Second, we should avoid second-guessing government policy on the funding of university teaching. Ultimately, it is a societal decision what the division should be between private and public contributions. Higher education in the UK is a devolved competence, and the four nations have arrived at different equilibria since 2007. In Scotland, for instance, there is a commitment to a no-fees regime for Scottish students. In England, the taxpayer bears about 35 per cent of the cost of teaching, with tuition fees making up the rest. Jo Johnson, the minister for universities and science, recently reaffirmed his government’s view that this is an equitable and sustainable model, notwithstanding press speculation last weekend about a fee cut. Our role is to support the politicians’ ongoing analysis of these considerations through our own in-depth knowledge of what is a complex system.
The Russell Group recognises that the English system has permitted the expansion of student places and increased the demand for loans. In this context, we can see how the teaching excellence framework can be part of an evolving regulatory system designed to ensure quality and value for money. But we have to work with government to ensure that the TEF provides information that is genuinely useful to students and parents. We therefore welcome the minister’s speech last week announcing a greater emphasis on absolute – as opposed to relative – scores, an increased role for data on graduate earnings and a metric on degree attainment, intended to reduce grade inflation. As universities that believe in the highest standards of education, we welcome this additional focus on the highest quality and standards.

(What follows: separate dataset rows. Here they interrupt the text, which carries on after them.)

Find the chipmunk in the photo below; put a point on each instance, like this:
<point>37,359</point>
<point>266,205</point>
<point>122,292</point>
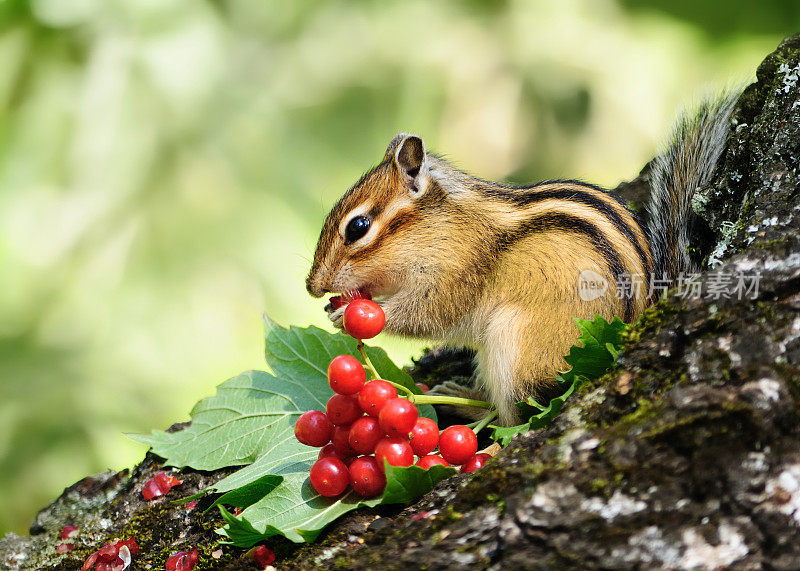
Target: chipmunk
<point>500,268</point>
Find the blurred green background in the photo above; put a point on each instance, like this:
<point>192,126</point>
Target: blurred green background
<point>165,166</point>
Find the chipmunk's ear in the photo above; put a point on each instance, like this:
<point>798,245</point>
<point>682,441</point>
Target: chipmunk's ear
<point>408,154</point>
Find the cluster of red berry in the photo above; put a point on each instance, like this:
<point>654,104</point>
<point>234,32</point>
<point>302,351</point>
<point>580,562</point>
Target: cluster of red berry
<point>367,423</point>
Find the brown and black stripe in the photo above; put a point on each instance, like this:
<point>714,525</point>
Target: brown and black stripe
<point>565,194</point>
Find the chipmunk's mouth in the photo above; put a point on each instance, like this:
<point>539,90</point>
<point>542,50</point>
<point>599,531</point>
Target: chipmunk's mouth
<point>337,301</point>
<point>343,299</point>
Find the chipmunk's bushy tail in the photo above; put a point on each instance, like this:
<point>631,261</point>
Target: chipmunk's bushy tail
<point>689,161</point>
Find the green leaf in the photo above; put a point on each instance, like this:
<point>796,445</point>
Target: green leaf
<point>406,485</point>
<point>296,511</point>
<point>595,353</point>
<point>250,422</point>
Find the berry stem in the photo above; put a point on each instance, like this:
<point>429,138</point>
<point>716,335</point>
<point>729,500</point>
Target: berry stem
<point>405,389</point>
<point>367,362</point>
<point>484,421</point>
<point>458,401</point>
<point>425,399</point>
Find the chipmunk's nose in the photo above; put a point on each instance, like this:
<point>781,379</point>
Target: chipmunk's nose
<point>314,286</point>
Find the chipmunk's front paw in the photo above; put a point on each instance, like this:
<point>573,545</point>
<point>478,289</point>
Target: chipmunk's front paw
<point>336,315</point>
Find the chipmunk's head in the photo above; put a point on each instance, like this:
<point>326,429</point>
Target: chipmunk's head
<point>377,227</point>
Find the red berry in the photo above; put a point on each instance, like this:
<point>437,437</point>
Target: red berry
<point>395,450</point>
<point>363,318</point>
<point>346,375</point>
<point>330,451</point>
<point>313,428</point>
<point>329,476</point>
<point>343,409</point>
<point>477,461</point>
<point>374,395</point>
<point>424,436</point>
<point>366,477</point>
<point>340,438</point>
<point>431,460</point>
<point>397,417</point>
<point>457,444</point>
<point>364,435</point>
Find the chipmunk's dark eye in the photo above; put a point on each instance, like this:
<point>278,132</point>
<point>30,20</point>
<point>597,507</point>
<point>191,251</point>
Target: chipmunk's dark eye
<point>356,229</point>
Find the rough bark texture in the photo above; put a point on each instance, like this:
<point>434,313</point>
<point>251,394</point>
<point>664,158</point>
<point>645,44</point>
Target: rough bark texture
<point>685,455</point>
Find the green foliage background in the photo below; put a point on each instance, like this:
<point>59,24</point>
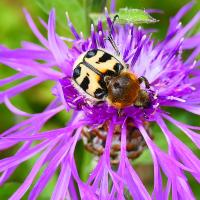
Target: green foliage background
<point>14,29</point>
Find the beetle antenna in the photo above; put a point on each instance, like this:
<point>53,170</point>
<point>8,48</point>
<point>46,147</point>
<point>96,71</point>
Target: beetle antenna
<point>110,38</point>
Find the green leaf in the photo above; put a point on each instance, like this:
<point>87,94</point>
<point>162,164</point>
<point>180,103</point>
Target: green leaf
<point>135,16</point>
<point>77,14</point>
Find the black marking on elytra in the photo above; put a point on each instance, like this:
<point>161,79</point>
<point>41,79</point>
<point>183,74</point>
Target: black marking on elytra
<point>77,72</point>
<point>85,83</point>
<point>109,73</point>
<point>92,68</point>
<point>118,68</point>
<point>100,93</point>
<point>104,58</point>
<point>91,53</point>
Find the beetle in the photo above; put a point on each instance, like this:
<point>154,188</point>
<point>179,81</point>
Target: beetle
<point>102,76</point>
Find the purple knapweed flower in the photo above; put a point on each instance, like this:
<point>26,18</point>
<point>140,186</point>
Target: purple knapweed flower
<point>174,83</point>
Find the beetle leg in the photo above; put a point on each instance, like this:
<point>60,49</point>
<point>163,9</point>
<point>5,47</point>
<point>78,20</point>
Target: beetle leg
<point>142,79</point>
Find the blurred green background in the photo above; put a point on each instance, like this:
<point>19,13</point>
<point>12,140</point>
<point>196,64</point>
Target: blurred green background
<point>14,29</point>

Third, universities must continue to stress our role as drivers of the innovation that is crucial to realising the UK’s industrial strategy. This is especially true for the Russell Group, whose universities account for 76 per cent of all UK research grants and contracts and 66 per cent of total income from collaborative research with business – resulting in everything from high-growth spin-outs to major strategic industrial collaborations.
Finally, we must ensure that any future debate on university funding does not lose sight of the importance of a sustainable model. There can be little doubt that the UK’s system is highly cost-effective by international standards, and extremely attractive to the best academics from across the globe. One important issue to highlight is that in all universities, but particularly research-intensive ones, teaching and research are not delivered separately. Any changes to teaching funding could have unanticipated consequences for research, innovation and outreach. At present, government- and charity-funded research does not cover its full economic costs, so universities have to raise private-sector income and flexibly deploy the resources that they have to provide both world-class education and research. We have been transparent in this regard, but cannot take anything for granted.
For our part, the Russell Group will work actively with the UK government, the devolved administrations and other agencies to demonstrate the value that we add for every taxpayer’s pound spent, in terms of economic and social impact in every part of the UK.
Sir Anton Muscatelli is chair of the Russell Group and principal of the University of Glasgow.